02.1 OTP, Perfect Secrecy, Public Key

Why cryptography ?

• Privacy and Authenticity

Pre-Internet :

• Diplomats/generals
• Signing a letter → authenticity Internet :
• Keeping our communication/activity private

Caesar’s Cipher

We shift the letter by the key $k$, modulo the length of the alphabet

Caesar's cipher

we take the english alphabet and shift it by one letter $k=1$ $\text{ABC}\to \text{BCD}$

Monoalphabetic Cipher

We take an arbitrary permutation of the alphabet (The key $k$ is the permutation)

Polyalphabetic Cipher

Uses multiple substitution tables

Vigernère Cipher

Has multiple keys, uses caesar’s cipher $\text{ABCD}\to \text{CEDF},k=\{2,3,1\}$

Security

The security of those algorithms is determined by the key, not the algorithm. → If that was the case, then when the algorithm gets leaked you’re toast

Ideally, a cryptographic system should be secure against attacks on the plaintext At the very least it should be secure on ciphertext only attacks

OTP

The plaintext, the key and the cryptogram are $n$-length binary The key $k$ is produced by selecting each bit independently with uniform distribution

Encryption : $c=t\oplus k$ Decryption : $t=c\oplus k$

Perfect Secrecy

Definition

A cryptosystem has perfect secrecy if the plaintext and the cryptogram are statistically independent

Example

Perfect Secrecy of the OTP We have $c=t\oplus k$

$$p_{C|T}(c\mid t)=p_{K\mid T}(c\ominus t\mid t)=p_K(c\ominus t)=\frac{1}{2^n}$$

Hence they are independent

Theorem

If we have perfect secrecy, then

$$H(T)\le H(K)$$

Diffie and Hellman

A way to distribute keys over a public channel

We fix a large prime number $p$. (we will do $\text{mod }p$) We pick a generator $g$, which we will use to generate numbers $g^i$

We pick a secret number $a$, which gives $A=g^a$ The person we wish to share our key to picks $b$, $B=g^b$ We can share those keys publicly

To get the shared key $k$, we can get it by raising the other’s public key to our secret number :

$$\begin{array}{l}k=B^a=g^{ba}\\ k=A^b=g^{ab}\end{array}$$

One-Way Functions

Discrete exponentiation (DH) is an example of a one-way function ⇒ a function of a fast algorithm, but where reversing is slow

Trapdoor One-Way Functions

A trapdoor one-way function is a function with a trapdoor information, where if we know this information, then the reverse function is trivial.

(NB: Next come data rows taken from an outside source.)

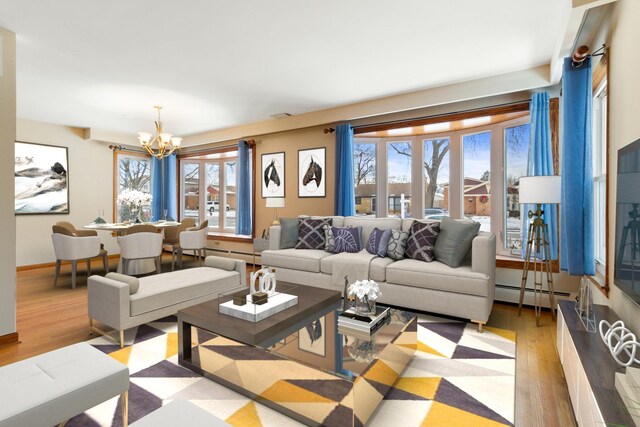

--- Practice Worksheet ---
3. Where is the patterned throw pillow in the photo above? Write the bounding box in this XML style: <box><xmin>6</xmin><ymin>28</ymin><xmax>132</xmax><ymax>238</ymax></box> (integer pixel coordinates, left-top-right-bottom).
<box><xmin>407</xmin><ymin>221</ymin><xmax>440</xmax><ymax>262</ymax></box>
<box><xmin>387</xmin><ymin>230</ymin><xmax>409</xmax><ymax>261</ymax></box>
<box><xmin>322</xmin><ymin>225</ymin><xmax>336</xmax><ymax>253</ymax></box>
<box><xmin>296</xmin><ymin>218</ymin><xmax>331</xmax><ymax>249</ymax></box>
<box><xmin>367</xmin><ymin>227</ymin><xmax>391</xmax><ymax>258</ymax></box>
<box><xmin>331</xmin><ymin>227</ymin><xmax>362</xmax><ymax>254</ymax></box>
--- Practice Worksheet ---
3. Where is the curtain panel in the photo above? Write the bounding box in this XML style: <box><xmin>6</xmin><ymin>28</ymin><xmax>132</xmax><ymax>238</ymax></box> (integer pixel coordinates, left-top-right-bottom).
<box><xmin>520</xmin><ymin>92</ymin><xmax>558</xmax><ymax>260</ymax></box>
<box><xmin>236</xmin><ymin>141</ymin><xmax>253</xmax><ymax>236</ymax></box>
<box><xmin>334</xmin><ymin>124</ymin><xmax>356</xmax><ymax>216</ymax></box>
<box><xmin>560</xmin><ymin>58</ymin><xmax>596</xmax><ymax>275</ymax></box>
<box><xmin>151</xmin><ymin>154</ymin><xmax>178</xmax><ymax>221</ymax></box>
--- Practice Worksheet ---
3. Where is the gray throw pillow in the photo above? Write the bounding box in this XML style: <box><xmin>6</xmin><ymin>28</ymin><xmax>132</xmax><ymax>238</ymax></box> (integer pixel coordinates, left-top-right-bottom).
<box><xmin>406</xmin><ymin>221</ymin><xmax>440</xmax><ymax>262</ymax></box>
<box><xmin>280</xmin><ymin>218</ymin><xmax>298</xmax><ymax>249</ymax></box>
<box><xmin>435</xmin><ymin>218</ymin><xmax>480</xmax><ymax>268</ymax></box>
<box><xmin>296</xmin><ymin>218</ymin><xmax>331</xmax><ymax>249</ymax></box>
<box><xmin>204</xmin><ymin>255</ymin><xmax>236</xmax><ymax>271</ymax></box>
<box><xmin>104</xmin><ymin>273</ymin><xmax>140</xmax><ymax>295</ymax></box>
<box><xmin>331</xmin><ymin>227</ymin><xmax>362</xmax><ymax>254</ymax></box>
<box><xmin>387</xmin><ymin>230</ymin><xmax>409</xmax><ymax>261</ymax></box>
<box><xmin>367</xmin><ymin>227</ymin><xmax>391</xmax><ymax>258</ymax></box>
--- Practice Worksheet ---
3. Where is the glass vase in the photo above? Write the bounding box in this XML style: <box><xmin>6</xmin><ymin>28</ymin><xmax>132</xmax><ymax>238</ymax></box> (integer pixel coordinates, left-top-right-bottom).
<box><xmin>355</xmin><ymin>296</ymin><xmax>376</xmax><ymax>316</ymax></box>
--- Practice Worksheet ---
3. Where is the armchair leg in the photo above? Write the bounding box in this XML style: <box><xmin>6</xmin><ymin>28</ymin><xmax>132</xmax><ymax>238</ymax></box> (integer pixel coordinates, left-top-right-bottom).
<box><xmin>53</xmin><ymin>259</ymin><xmax>62</xmax><ymax>287</ymax></box>
<box><xmin>71</xmin><ymin>260</ymin><xmax>78</xmax><ymax>289</ymax></box>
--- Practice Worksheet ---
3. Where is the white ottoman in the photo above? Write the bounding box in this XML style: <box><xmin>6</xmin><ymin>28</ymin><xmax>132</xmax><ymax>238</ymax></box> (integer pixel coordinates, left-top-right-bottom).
<box><xmin>0</xmin><ymin>343</ymin><xmax>129</xmax><ymax>427</ymax></box>
<box><xmin>131</xmin><ymin>399</ymin><xmax>231</xmax><ymax>427</ymax></box>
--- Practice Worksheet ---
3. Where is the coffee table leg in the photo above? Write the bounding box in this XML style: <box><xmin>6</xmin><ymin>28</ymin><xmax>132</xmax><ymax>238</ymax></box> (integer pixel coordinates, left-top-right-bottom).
<box><xmin>178</xmin><ymin>320</ymin><xmax>191</xmax><ymax>361</ymax></box>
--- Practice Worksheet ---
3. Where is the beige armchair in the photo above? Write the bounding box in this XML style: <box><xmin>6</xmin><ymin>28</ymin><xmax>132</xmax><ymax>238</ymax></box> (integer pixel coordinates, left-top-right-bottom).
<box><xmin>171</xmin><ymin>221</ymin><xmax>209</xmax><ymax>271</ymax></box>
<box><xmin>51</xmin><ymin>223</ymin><xmax>109</xmax><ymax>289</ymax></box>
<box><xmin>118</xmin><ymin>232</ymin><xmax>162</xmax><ymax>274</ymax></box>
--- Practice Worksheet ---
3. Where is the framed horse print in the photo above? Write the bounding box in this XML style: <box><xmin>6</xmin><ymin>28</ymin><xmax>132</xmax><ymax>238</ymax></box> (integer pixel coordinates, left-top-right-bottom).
<box><xmin>298</xmin><ymin>148</ymin><xmax>326</xmax><ymax>197</ymax></box>
<box><xmin>260</xmin><ymin>151</ymin><xmax>284</xmax><ymax>199</ymax></box>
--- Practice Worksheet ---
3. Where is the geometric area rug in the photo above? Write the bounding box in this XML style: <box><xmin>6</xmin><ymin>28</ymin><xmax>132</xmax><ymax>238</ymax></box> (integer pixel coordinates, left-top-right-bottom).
<box><xmin>66</xmin><ymin>315</ymin><xmax>516</xmax><ymax>427</ymax></box>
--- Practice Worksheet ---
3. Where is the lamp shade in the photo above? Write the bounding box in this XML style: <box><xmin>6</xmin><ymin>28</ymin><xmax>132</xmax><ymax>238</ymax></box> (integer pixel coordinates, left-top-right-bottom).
<box><xmin>518</xmin><ymin>175</ymin><xmax>562</xmax><ymax>204</ymax></box>
<box><xmin>616</xmin><ymin>172</ymin><xmax>640</xmax><ymax>204</ymax></box>
<box><xmin>267</xmin><ymin>197</ymin><xmax>284</xmax><ymax>208</ymax></box>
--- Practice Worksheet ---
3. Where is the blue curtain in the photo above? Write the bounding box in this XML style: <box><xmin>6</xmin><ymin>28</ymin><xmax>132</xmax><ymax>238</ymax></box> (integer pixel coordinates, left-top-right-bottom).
<box><xmin>520</xmin><ymin>92</ymin><xmax>558</xmax><ymax>259</ymax></box>
<box><xmin>151</xmin><ymin>154</ymin><xmax>178</xmax><ymax>221</ymax></box>
<box><xmin>334</xmin><ymin>124</ymin><xmax>356</xmax><ymax>216</ymax></box>
<box><xmin>236</xmin><ymin>141</ymin><xmax>253</xmax><ymax>236</ymax></box>
<box><xmin>560</xmin><ymin>58</ymin><xmax>596</xmax><ymax>275</ymax></box>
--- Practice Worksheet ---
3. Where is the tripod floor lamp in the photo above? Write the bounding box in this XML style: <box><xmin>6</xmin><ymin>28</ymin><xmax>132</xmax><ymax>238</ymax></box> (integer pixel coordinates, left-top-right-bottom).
<box><xmin>518</xmin><ymin>175</ymin><xmax>562</xmax><ymax>326</ymax></box>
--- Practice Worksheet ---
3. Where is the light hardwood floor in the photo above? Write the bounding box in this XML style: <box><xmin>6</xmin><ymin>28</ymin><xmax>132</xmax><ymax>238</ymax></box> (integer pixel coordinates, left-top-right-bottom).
<box><xmin>0</xmin><ymin>256</ymin><xmax>576</xmax><ymax>427</ymax></box>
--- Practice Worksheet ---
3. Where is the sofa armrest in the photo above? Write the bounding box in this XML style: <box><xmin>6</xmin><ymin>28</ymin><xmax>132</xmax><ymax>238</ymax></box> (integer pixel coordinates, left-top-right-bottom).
<box><xmin>87</xmin><ymin>275</ymin><xmax>130</xmax><ymax>330</ymax></box>
<box><xmin>269</xmin><ymin>225</ymin><xmax>281</xmax><ymax>251</ymax></box>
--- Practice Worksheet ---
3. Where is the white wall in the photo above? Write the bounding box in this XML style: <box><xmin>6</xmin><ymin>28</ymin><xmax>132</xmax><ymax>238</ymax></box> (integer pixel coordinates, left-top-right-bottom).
<box><xmin>0</xmin><ymin>28</ymin><xmax>16</xmax><ymax>337</ymax></box>
<box><xmin>11</xmin><ymin>119</ymin><xmax>119</xmax><ymax>266</ymax></box>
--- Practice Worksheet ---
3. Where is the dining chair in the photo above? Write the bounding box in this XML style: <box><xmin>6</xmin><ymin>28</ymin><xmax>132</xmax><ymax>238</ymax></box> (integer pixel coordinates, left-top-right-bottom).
<box><xmin>51</xmin><ymin>224</ymin><xmax>109</xmax><ymax>289</ymax></box>
<box><xmin>118</xmin><ymin>232</ymin><xmax>162</xmax><ymax>274</ymax></box>
<box><xmin>171</xmin><ymin>221</ymin><xmax>209</xmax><ymax>271</ymax></box>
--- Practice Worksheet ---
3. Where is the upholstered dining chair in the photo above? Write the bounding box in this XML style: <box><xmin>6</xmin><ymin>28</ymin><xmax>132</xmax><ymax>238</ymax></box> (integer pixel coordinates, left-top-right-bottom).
<box><xmin>118</xmin><ymin>232</ymin><xmax>162</xmax><ymax>274</ymax></box>
<box><xmin>171</xmin><ymin>221</ymin><xmax>209</xmax><ymax>271</ymax></box>
<box><xmin>51</xmin><ymin>223</ymin><xmax>109</xmax><ymax>289</ymax></box>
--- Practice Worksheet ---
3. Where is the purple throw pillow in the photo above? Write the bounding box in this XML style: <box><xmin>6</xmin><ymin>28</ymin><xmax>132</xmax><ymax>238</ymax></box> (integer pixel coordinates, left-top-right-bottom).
<box><xmin>367</xmin><ymin>227</ymin><xmax>391</xmax><ymax>258</ymax></box>
<box><xmin>406</xmin><ymin>221</ymin><xmax>440</xmax><ymax>262</ymax></box>
<box><xmin>331</xmin><ymin>227</ymin><xmax>362</xmax><ymax>254</ymax></box>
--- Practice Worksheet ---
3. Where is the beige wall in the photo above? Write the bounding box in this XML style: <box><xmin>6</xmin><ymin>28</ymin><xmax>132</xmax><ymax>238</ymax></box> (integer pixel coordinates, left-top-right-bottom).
<box><xmin>11</xmin><ymin>119</ymin><xmax>119</xmax><ymax>266</ymax></box>
<box><xmin>0</xmin><ymin>28</ymin><xmax>16</xmax><ymax>337</ymax></box>
<box><xmin>601</xmin><ymin>0</ymin><xmax>640</xmax><ymax>333</ymax></box>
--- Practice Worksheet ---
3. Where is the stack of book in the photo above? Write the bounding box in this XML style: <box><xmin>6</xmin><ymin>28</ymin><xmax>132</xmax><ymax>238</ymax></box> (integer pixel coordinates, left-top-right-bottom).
<box><xmin>338</xmin><ymin>307</ymin><xmax>391</xmax><ymax>338</ymax></box>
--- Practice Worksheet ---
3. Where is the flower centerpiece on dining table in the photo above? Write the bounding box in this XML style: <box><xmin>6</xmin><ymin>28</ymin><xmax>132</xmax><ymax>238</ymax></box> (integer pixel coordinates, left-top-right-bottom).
<box><xmin>347</xmin><ymin>280</ymin><xmax>382</xmax><ymax>316</ymax></box>
<box><xmin>117</xmin><ymin>189</ymin><xmax>152</xmax><ymax>222</ymax></box>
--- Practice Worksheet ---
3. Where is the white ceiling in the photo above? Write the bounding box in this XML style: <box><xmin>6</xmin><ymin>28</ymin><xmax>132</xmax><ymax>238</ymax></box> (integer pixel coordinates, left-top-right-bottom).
<box><xmin>0</xmin><ymin>0</ymin><xmax>568</xmax><ymax>136</ymax></box>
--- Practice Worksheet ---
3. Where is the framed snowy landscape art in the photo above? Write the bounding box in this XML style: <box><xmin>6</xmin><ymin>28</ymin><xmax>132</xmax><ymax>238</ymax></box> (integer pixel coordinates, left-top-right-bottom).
<box><xmin>14</xmin><ymin>141</ymin><xmax>69</xmax><ymax>215</ymax></box>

This could be used for public-key cryptography, to decode images

ElGamal’s Trapdoor One-Way

We pick $g,p$ as in DH.
We then randomly pick $x,y$, which are both kept secret.

We have the function $f(g^y)=(g^x,g^{yx}t)$, with $t$ the plaintext. We compute the inverse of $g^{xy}$ By multiplying the inverse $\frac{1}{g^{xy}}$ to the result of the function, we find the plaintext $t$

Here, we send $g^x$. We get sent back $(g^y,g^{xy}t)$ We can then find $g^{xy}$, and therefore $\frac{1}{g^{xy}}$ and therefore $t$

Quote

“We share a secret number, we’re happy , we’re hahaha”

• Gastpar